The assault statute proscribes the traditional “attempted battery” type of assault, section 708.1(1), and also proscribes the “acts intended to place another in fear” or tort type of assault. W. LaFave & A. Scott, Criminal Law § 82 (1972); 4 J. Yeager & R. Carlson, Iowa Practice: Criminal Law and Procedure § 172 (1979); § 708.1(2). It is the latter type that could occur when a robbery is committed by threats or purposely placing another in fear.

One way to commit robbery under section 711.1(2) is to “[threaten] another with ... immediate serious injury.” We conclude that a person who threatens another with serious injury does not “necessarily” commit an assault.
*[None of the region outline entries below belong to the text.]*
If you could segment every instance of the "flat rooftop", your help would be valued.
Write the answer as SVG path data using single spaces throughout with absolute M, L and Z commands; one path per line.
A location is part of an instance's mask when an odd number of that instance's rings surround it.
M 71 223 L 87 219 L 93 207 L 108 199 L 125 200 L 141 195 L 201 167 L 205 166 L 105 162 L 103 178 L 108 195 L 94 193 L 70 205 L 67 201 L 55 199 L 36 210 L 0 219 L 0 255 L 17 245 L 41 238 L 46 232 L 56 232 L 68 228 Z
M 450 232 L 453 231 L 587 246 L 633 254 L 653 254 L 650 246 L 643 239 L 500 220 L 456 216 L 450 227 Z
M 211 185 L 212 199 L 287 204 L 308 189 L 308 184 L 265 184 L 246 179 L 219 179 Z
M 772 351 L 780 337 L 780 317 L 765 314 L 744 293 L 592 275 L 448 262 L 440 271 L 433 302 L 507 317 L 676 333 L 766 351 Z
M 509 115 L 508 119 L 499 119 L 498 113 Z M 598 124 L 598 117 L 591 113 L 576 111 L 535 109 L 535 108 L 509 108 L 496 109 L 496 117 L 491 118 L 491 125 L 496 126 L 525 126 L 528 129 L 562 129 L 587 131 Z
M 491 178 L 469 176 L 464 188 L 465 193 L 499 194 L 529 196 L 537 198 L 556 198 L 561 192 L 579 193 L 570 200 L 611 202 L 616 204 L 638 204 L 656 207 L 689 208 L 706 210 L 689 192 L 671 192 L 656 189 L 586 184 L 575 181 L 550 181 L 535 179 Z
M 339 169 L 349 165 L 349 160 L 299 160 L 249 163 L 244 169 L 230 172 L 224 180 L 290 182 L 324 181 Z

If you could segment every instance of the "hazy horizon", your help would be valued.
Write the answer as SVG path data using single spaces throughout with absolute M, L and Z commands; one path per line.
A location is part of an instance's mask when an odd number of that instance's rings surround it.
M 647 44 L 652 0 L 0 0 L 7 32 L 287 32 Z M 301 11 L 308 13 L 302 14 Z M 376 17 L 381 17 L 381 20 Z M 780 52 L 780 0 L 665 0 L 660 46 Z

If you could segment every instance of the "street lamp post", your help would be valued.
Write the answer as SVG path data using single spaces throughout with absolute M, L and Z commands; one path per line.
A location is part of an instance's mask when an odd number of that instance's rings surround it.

The legislature’s use of the word “threaten” was intended to cover verbal or other express offers of harm. See State v. Jackson, 305 N.W.2d 420, 422 (Iowa 1981); Model Penal Code and Commentaries, § 222.1 at 109 (1980). The State must prove only that a threat was made to establish this element of robbery.

However, by threatening another with immediate serious injury, an assault is not necessarily committed. A mere threat, without more, is not necessarily an assault by placing another in fear. W. LaFave & A. Scott, supra § 82 at 612 (but recognizing that in certain situations threatening words alone may be an assault); Restatement (Second) of Torts § 31 (1965); Dunahoo, The New Iowa Criminal Code: Part II, 29 Drake L.Rev. 491, 498 (1980).

Having decided that robbery by threatening another under section 711.1(2) does not necessarily include an assault, our analysis of section 711.1(2) is completed under Iowa lesser included offense law. It could be argued that the other way of committing robbery under section 711.1(2) — by purposely putting another in fear of serious injury — includes an assault. See Model Penal Code, supra (to purposely put another in fear includes “menacing or other implied threat sought to be communicated to the victim by the actor’s conduct”).